Yolande Moreau, prix Itinérances pour cette 44e édition du festival de cinéma d’Alès présente son premier film Quand la mer monte ce samedi 28 mars 2025. Dans une interview accordée à Midi libre, elle raconte comment elle s’identifie aux personnages qu’elle a interprété.
Ce n’est pas la première fois que vous venez à Itinérances, vous y étiez déjà venue en 1987…
Oui, c’était pour le concours de courts-métrages. J’y ai rencontré Stéphane Brisé, c’était lui le prix Itinérances. On s’est même écrit par la suite. Mais j’ai d’autres souvenirs de la région, j’y suis déjà passée, notamment lors du tournage du film Sans toit ni loi d’Agnès Varda. Et je me suis également beaucoup promenée dans le Gard.
Quelles impressions en gardez-vous ?
Elles sont variées. J’ai joué dans le théâtre et les arènes de Nîmes, j’ai fait des balades au bord de l’eau, je ne sais plus de quelle rivière il s’agit. Je me souviens d’avoir ramassé des champignons. Vous voyez, quand on a différents souvenirs, tout se mélange !
Quel effet cela vous fait, de recevoir à votre tour le prix Itinérances ?
Ça fait plaisir !
Vous allez présenter votre premier film Quand la mer monte (co-réalisé avec Gilles Porte en 2004), qui vous a valu deux César…

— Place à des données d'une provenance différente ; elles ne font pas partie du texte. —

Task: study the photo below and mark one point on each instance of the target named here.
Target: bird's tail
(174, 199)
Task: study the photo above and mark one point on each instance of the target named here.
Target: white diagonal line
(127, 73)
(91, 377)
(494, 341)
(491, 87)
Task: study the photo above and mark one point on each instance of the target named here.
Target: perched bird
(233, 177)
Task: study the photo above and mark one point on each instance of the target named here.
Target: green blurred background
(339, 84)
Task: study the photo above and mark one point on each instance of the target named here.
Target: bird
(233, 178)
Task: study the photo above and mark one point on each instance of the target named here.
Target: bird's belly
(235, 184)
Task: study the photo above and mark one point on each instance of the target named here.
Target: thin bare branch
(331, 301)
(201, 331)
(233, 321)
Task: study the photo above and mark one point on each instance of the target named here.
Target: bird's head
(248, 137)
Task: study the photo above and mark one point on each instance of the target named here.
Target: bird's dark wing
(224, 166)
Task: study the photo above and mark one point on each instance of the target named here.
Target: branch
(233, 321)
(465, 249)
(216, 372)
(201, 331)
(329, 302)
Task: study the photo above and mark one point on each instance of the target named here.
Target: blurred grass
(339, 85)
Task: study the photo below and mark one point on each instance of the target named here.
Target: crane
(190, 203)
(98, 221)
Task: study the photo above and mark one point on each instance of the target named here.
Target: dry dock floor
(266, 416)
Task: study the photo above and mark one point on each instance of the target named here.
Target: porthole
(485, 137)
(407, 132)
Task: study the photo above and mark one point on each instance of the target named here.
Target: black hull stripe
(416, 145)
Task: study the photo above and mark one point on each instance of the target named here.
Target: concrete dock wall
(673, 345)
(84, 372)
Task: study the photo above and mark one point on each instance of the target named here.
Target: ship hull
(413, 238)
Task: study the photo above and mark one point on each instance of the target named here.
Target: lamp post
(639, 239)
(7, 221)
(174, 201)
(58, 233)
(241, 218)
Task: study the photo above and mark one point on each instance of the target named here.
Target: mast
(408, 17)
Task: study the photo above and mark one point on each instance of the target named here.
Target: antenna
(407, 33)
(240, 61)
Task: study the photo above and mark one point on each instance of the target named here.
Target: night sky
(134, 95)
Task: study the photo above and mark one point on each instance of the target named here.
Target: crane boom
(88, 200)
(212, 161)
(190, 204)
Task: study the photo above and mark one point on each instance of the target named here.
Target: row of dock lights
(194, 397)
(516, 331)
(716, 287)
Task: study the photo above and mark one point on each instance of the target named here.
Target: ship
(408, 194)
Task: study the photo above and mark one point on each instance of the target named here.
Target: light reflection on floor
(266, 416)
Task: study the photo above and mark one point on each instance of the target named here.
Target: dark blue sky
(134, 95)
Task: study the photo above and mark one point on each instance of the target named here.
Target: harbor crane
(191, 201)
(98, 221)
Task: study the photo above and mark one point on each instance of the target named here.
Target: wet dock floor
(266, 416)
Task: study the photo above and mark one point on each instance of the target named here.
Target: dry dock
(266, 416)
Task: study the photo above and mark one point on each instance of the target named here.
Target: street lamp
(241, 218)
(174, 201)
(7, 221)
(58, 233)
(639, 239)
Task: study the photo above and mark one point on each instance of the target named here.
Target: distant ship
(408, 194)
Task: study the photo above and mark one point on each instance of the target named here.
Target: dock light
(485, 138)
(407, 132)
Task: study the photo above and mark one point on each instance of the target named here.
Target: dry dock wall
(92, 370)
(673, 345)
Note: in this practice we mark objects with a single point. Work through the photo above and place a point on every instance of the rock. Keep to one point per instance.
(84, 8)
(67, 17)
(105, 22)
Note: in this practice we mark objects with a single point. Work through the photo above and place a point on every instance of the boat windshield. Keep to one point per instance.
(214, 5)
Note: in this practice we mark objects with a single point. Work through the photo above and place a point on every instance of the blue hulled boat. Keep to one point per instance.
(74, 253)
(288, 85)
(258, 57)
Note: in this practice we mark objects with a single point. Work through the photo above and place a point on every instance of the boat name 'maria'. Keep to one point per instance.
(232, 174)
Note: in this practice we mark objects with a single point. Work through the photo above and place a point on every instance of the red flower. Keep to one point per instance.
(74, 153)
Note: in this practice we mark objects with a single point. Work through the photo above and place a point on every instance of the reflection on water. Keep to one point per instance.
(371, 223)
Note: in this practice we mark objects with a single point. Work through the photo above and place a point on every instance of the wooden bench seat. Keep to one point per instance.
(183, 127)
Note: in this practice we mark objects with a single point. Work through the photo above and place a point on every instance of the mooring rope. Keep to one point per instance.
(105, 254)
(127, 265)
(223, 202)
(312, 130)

Je ne m’y attendais pas. On l’a fait tellement artisanalement. Je ne pensais pas qu’on y arriverait. On était pétri de doute. Le César, c’est une reconnaissance, mais même en étant vieille aujourd’hui, je me demande encore si ce métier était fait pour moi. On se remet tout le temps en question, sans arrêt. Mais on s’amuse.

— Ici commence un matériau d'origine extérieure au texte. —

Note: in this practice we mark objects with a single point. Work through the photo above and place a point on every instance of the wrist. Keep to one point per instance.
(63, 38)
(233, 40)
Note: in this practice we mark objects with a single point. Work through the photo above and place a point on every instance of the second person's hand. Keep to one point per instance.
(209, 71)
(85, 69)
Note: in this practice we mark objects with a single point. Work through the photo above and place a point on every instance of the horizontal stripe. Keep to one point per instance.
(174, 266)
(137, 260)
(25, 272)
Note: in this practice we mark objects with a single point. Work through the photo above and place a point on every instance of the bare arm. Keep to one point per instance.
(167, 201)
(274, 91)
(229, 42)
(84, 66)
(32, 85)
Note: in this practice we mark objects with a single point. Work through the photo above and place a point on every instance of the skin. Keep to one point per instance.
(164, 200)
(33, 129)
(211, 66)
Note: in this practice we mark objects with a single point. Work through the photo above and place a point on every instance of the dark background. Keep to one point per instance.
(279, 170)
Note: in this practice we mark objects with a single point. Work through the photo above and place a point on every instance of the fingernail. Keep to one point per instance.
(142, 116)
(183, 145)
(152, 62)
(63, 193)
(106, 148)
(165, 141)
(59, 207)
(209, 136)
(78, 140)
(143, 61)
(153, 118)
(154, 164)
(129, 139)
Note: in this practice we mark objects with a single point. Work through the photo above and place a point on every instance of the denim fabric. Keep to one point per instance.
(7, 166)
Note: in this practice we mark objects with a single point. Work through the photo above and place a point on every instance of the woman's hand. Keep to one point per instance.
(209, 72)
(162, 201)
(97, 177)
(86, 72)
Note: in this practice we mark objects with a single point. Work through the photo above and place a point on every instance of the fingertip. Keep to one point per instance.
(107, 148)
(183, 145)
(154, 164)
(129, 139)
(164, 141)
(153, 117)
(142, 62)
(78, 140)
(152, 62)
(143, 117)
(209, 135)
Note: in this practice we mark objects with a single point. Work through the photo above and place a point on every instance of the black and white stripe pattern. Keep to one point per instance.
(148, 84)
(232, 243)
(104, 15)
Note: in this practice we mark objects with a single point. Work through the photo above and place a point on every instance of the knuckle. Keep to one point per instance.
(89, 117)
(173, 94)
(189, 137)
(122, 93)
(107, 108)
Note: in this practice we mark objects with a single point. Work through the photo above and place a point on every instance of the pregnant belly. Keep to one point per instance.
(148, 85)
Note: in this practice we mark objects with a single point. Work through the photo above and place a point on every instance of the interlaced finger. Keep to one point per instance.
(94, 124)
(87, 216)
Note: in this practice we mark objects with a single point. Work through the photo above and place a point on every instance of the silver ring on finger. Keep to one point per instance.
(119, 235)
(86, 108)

Dans ce film, vous étiez aussi actrice. était-ce un double défi ?
C’est vrai que je me suis demandée s’il n’aurait pas mieux valu prendre une autre comédienne. Deux jours avant, je me disais « je ne suis pas prête, je ne suis pas prête ! » Mais ce film, dans lequel une femme va de villle en ville pour porter son one-woman-show, compte pour moi. J’y reprend justement un spectacle que j’ai écrit dans les années 80, Sale affaire, une tragicomédie grinçante où une femme tue son amant, mais n’arrive pas à effacer les traces sur son bras. C’est drôle non ?

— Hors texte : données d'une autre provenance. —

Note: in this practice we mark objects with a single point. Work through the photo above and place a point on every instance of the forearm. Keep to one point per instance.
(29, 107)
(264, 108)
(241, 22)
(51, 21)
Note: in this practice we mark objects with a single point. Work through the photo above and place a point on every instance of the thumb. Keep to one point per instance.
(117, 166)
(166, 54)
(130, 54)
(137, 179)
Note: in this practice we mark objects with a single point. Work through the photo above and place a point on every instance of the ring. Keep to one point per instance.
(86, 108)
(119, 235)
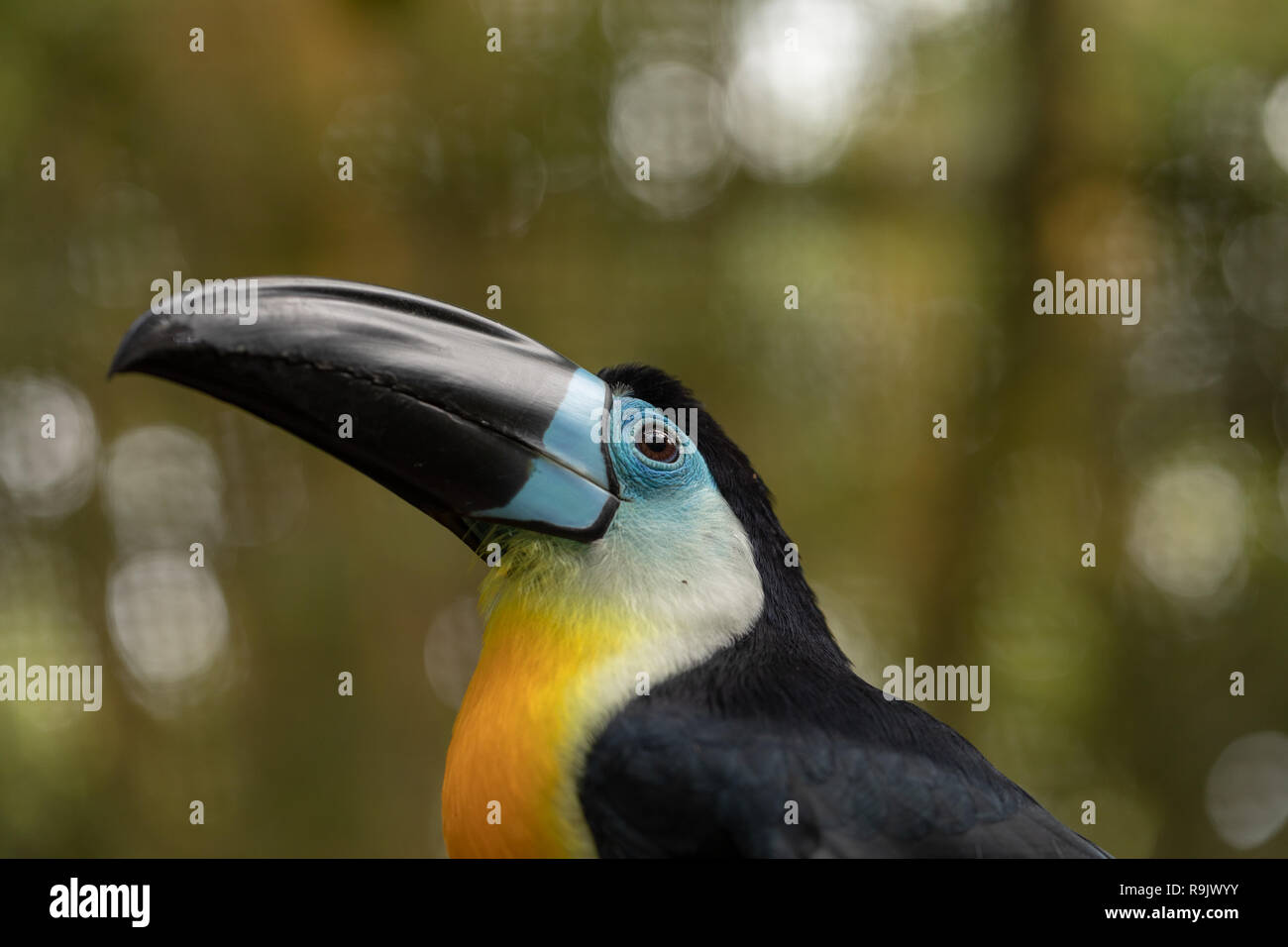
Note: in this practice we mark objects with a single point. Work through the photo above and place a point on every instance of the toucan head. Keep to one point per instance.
(497, 437)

« Je me demande encore si ce métier était fait pour moi »
Vous reprenez alors une expérience que vous avez vécue dans les années 80 ?
Oui, sauf que là je ne rentrais plus dans ma robe ! Mais mon premier film raconte une partie de moi. Et beaucoup d’autres comédiens se sont reconnus dans le personnage.
Y-a-t il d’autres personnages que vous avez interprétés dans lesquels vous vous reconnaissez ?
J’ai beaucoup aimé Séraphine (une femme de ménage devenue peintre, dans un biopic de 2008 par Martin Provost, NDLR). Pour moi il y avait un lien avec mon adolescence. J’étais une grenouille de bénitier et j’aimais beaucoup peindre.
Si vous deviez recommander un de vos films aux spectateurs qui ne vous connaissent pas, quel serait-il ?
Je ne sais pas. J’aime bien mon dernier, La fiancée du poète (2023). Il parle des faussaires. Mais sans faux, la vie serait vraiment triste ! Je fais l’éloge de la triche, elle permet de contourner cette société qui nous renferme.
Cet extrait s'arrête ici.